Große Sprünge kann sie sich derzeit nicht leisten. Als sie und ihr Mann noch selbstständig waren, war die finanzielle Situation besser. In ihrer jetzigen Situation definiert sie Aufstieg im beruflichen Bereich wie auch in Bezug auf ihr Wohnumfeld und die Gesundheit ihres Mannes:
„Aufstieg wäre für mich jetzt, wenn ich irgendeine schöne Arbeit finden würde, wo ich mehr, MEHR geben kann, mehr bieten kann die Leute. Also diese Pflege und so weiter. Das wäre für mich ein Aufstieg. Aufstieg wäre für mich, wenn ich jetzt nicht eine Mietswohnung hätte, sondern schön eine Wohnung mit einem kleinen Garten, wo ich meine eigenen Kräuter pflanzen kann, Beispiel. Wenn es meinem Mann ein bisschen besser gehen würde und ich mit ihm ein bisschen mehr unternehmen könnte.
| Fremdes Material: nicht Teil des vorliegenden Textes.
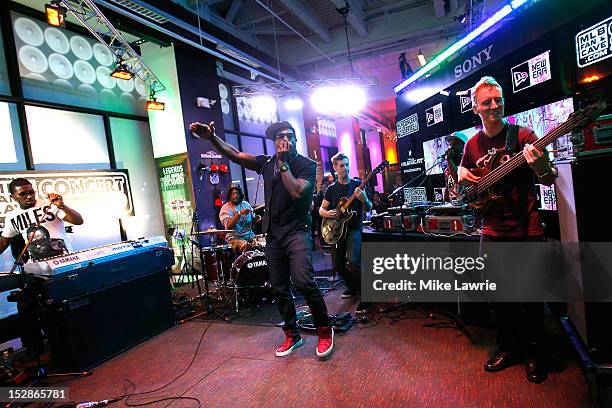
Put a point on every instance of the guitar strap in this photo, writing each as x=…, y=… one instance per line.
x=512, y=138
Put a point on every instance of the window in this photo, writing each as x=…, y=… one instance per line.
x=11, y=153
x=254, y=182
x=63, y=140
x=134, y=152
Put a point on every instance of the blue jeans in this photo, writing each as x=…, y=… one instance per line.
x=290, y=260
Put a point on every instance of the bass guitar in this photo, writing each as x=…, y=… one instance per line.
x=333, y=229
x=480, y=196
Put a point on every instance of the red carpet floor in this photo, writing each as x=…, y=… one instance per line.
x=389, y=364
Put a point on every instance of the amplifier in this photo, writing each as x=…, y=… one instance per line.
x=596, y=138
x=449, y=224
x=86, y=330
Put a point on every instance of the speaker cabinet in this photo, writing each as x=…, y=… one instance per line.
x=86, y=330
x=584, y=216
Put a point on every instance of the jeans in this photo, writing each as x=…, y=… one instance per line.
x=291, y=260
x=349, y=250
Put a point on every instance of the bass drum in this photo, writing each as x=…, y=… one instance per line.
x=250, y=270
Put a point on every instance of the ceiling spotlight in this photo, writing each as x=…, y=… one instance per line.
x=122, y=72
x=293, y=104
x=153, y=104
x=421, y=58
x=56, y=14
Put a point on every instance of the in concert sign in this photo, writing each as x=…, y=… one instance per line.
x=82, y=190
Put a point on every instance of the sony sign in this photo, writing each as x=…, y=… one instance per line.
x=594, y=44
x=473, y=62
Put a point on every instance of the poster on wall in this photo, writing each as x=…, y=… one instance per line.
x=594, y=44
x=89, y=192
x=532, y=72
x=176, y=192
x=434, y=115
x=408, y=125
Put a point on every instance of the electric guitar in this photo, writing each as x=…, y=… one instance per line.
x=481, y=195
x=333, y=229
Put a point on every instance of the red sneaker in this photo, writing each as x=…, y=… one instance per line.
x=291, y=343
x=326, y=341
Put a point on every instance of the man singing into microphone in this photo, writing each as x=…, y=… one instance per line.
x=31, y=212
x=288, y=185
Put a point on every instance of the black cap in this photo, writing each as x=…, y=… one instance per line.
x=274, y=128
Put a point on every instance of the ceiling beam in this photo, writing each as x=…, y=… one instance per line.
x=307, y=16
x=233, y=10
x=355, y=17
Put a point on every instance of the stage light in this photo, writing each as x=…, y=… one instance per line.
x=294, y=104
x=153, y=104
x=56, y=14
x=122, y=72
x=343, y=100
x=263, y=106
x=447, y=53
x=421, y=58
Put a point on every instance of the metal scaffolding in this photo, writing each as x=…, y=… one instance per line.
x=102, y=29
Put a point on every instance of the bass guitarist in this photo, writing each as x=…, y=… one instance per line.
x=346, y=256
x=514, y=218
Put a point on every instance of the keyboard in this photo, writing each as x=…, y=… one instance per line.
x=61, y=264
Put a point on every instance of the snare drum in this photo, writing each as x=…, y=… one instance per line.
x=250, y=270
x=217, y=262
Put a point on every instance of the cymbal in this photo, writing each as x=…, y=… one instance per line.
x=211, y=231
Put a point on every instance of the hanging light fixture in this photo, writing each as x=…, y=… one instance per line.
x=122, y=72
x=421, y=58
x=56, y=14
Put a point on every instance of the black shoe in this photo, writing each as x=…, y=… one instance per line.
x=347, y=294
x=535, y=372
x=502, y=359
x=362, y=307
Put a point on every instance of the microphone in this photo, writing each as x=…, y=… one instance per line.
x=445, y=153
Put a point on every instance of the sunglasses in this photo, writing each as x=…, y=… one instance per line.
x=24, y=194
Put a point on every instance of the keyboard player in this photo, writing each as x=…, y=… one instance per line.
x=47, y=216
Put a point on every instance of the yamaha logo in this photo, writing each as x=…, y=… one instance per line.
x=257, y=264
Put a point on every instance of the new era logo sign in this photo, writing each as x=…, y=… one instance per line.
x=519, y=78
x=532, y=72
x=466, y=103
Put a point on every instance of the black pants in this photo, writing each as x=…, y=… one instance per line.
x=349, y=250
x=519, y=325
x=290, y=259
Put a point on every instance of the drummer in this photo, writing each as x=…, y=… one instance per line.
x=237, y=214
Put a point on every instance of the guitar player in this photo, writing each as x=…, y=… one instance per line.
x=520, y=326
x=346, y=256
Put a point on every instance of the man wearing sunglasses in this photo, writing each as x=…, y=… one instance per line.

Das wäre für mich Aufstieg.“
Trotz ihrer derzeit schwierigen Situation, empfindet sie sich gegenüber ihren Eltern klar als Aufsteigerin:
„Ich muss sagen, von meine Eltern, wenn ich sehe, dann bin ich ganz oben. … Weil, meine Eltern kamen aus der Osttürkei, die konnten beide gar nicht schreiben, dass wir die erstmal gezeigt haben, wie sie unterschreiben oder ihren Namen schreiben.“
Bei ihrem Handeln steht im Vordergrund, sich von den Denkweisen und sozialen Verhältnissen der eigenen Eltern abzugrenzen und ein „besseres“ Leben als diese zu führen. So strebt sie beispielsweise nach mehr Bildung und geistiger Reife, und obwohl sie nach der siebten Klasse von der Schule abgegangen ist, sieht sie dies als erfüllt an. Darüber hinaus hat sie sich auch durch die Ehe mit einem Deutschen von ihren Eltern abgegrenzt, was den Eltern sehr missfiel.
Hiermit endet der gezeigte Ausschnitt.